By 55 percent to 40 percent, Americans say they would prefer that their representative vote against beginning a formal impeachment inquiry, according to the latest CBS News poll. A majority of the public continues to oppose either resignation or removing the president from office, but 54 percent want to see the president punished in some way and would not be satisfied if no action were taken against him.
|How Should Your Rep. Vote?|
Public support for an impeachment inquiry has much to do with how individuals view the entire situation. Forty-nine percent of the public would describe the whole situation as being mostly about sex, and this group overwhelmingly opposes an impeachment inquiry.
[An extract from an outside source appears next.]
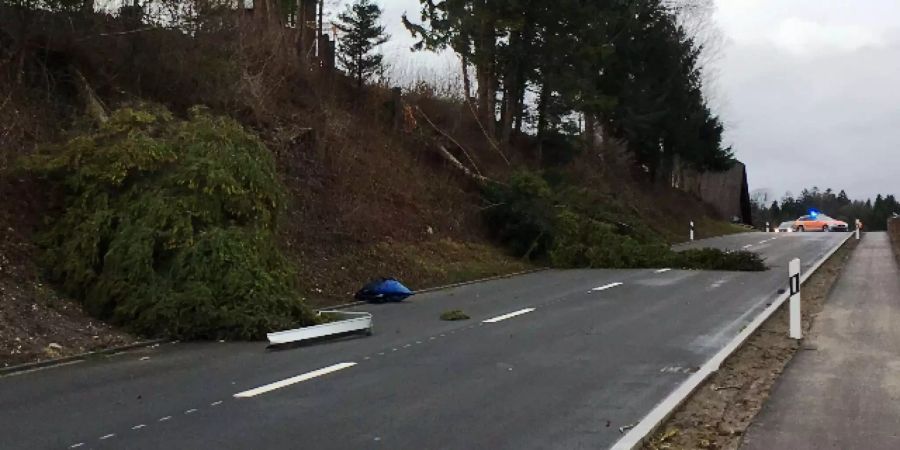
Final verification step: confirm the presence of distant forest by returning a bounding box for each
[752,187,900,231]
But 42 percent say it is mostly about whether or not the president committed any impeachable offenses. This group supports an inquiry.
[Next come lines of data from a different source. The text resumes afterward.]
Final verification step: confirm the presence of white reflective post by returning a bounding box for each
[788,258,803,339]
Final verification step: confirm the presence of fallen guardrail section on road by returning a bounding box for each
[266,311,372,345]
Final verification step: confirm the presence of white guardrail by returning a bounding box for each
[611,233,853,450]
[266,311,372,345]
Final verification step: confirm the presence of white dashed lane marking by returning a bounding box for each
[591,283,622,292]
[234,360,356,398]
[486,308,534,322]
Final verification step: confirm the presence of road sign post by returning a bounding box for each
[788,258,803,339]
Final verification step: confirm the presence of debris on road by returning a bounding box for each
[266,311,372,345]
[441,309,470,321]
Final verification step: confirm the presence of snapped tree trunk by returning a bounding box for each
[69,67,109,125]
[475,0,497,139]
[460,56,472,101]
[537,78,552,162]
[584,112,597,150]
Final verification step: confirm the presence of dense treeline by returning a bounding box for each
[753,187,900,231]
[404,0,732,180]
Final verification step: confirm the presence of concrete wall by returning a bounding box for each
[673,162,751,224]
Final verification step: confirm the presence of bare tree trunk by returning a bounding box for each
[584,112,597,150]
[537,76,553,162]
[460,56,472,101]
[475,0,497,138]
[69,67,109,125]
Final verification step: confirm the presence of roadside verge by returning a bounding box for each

LIMITED INFORMATION, HARDENING OPINION
|What Should Inquiry Cover?|
Another indication of hardening of opinion was the relatively low percentage that chose to watch the Judiciary Committee debate and vote on Monday. Only 24 percent said they had watched any of it, and most of those had seen less than half or just news stories about the debate. In contrast, two weeks ago, 70 percent reported having seen the president's videotaped grand jury testimony.
PUNISHING THE PRESIDENT
A majority of Americans would like to see the president punished in some way for his actions, but most of the public stops short of recommending he be removed from office. Only 43 percent say they would be satisfied if no action were taken against the president.
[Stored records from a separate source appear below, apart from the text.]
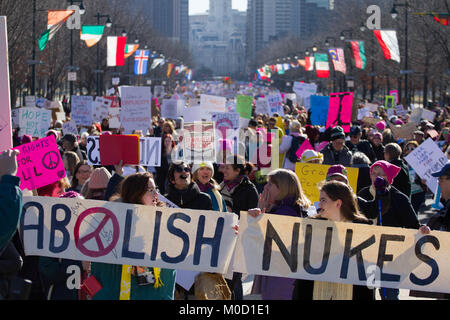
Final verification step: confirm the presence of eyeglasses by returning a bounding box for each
[175,167,192,173]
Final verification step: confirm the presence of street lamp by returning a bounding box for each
[95,13,112,96]
[391,0,409,105]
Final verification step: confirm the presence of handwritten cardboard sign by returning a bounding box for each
[21,197,237,273]
[14,135,66,190]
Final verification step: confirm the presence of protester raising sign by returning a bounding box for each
[233,212,450,293]
[14,135,66,190]
[21,197,237,273]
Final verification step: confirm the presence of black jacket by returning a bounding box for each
[345,140,376,163]
[164,182,212,210]
[358,186,420,229]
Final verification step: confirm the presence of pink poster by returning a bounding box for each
[14,135,66,190]
[0,17,12,152]
[326,92,353,133]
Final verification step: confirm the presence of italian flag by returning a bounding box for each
[38,10,75,51]
[314,53,330,78]
[350,41,367,70]
[80,26,105,48]
[106,37,127,67]
[125,44,139,59]
[373,30,400,63]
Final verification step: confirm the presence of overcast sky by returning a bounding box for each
[189,0,247,15]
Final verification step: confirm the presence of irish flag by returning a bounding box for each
[80,26,105,48]
[314,53,330,78]
[373,30,400,63]
[107,37,127,67]
[38,10,75,51]
[350,41,367,70]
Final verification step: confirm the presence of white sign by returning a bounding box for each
[405,138,448,194]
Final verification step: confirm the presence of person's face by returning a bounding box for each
[197,167,212,184]
[320,191,342,221]
[141,179,158,206]
[75,165,92,185]
[331,139,345,151]
[172,164,191,190]
[223,164,239,181]
[370,166,388,185]
[264,178,280,203]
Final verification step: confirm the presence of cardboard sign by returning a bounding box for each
[99,135,140,166]
[0,17,13,152]
[183,121,216,163]
[295,162,359,202]
[20,197,237,273]
[309,95,330,126]
[405,138,448,194]
[119,87,152,134]
[14,135,66,190]
[236,95,253,119]
[19,107,52,138]
[70,96,94,126]
[233,212,450,293]
[326,92,353,133]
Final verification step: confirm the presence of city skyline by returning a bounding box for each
[189,0,247,15]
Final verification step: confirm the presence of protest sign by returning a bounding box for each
[233,212,450,293]
[310,95,330,126]
[86,136,161,167]
[236,95,253,119]
[183,121,216,163]
[295,163,359,202]
[62,120,78,136]
[200,94,227,112]
[99,135,140,166]
[405,138,448,193]
[70,96,94,126]
[266,93,284,117]
[326,92,353,133]
[119,87,152,134]
[14,135,66,190]
[19,107,52,138]
[0,16,13,152]
[21,197,237,273]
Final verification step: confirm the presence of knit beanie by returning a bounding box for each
[370,160,402,184]
[89,167,111,189]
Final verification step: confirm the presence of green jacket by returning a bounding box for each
[91,262,176,300]
[0,175,23,250]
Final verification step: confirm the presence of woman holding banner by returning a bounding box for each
[91,172,176,300]
[248,169,311,300]
[292,181,375,300]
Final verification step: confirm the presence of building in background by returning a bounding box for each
[189,0,247,77]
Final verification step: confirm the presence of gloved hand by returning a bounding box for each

When asked about specific actions, less than a third say that Mr. Clinton's actions were serious enough to warrant his being impeached and removed from office. A similar percentage say it would be best for the country if he resigned. A majority say they would support censure.
One reason that most Americans want Mr. Clinton to continue in office may be that two-thirds continue to say that, despite it all, the president can still be an effective president.
This poll was conducted among a nationwide random sample of 471 adults, interviewed by telephone October 7, 1998. The error due to sampling could be plus or minus five percentage points for results based on the entire sample.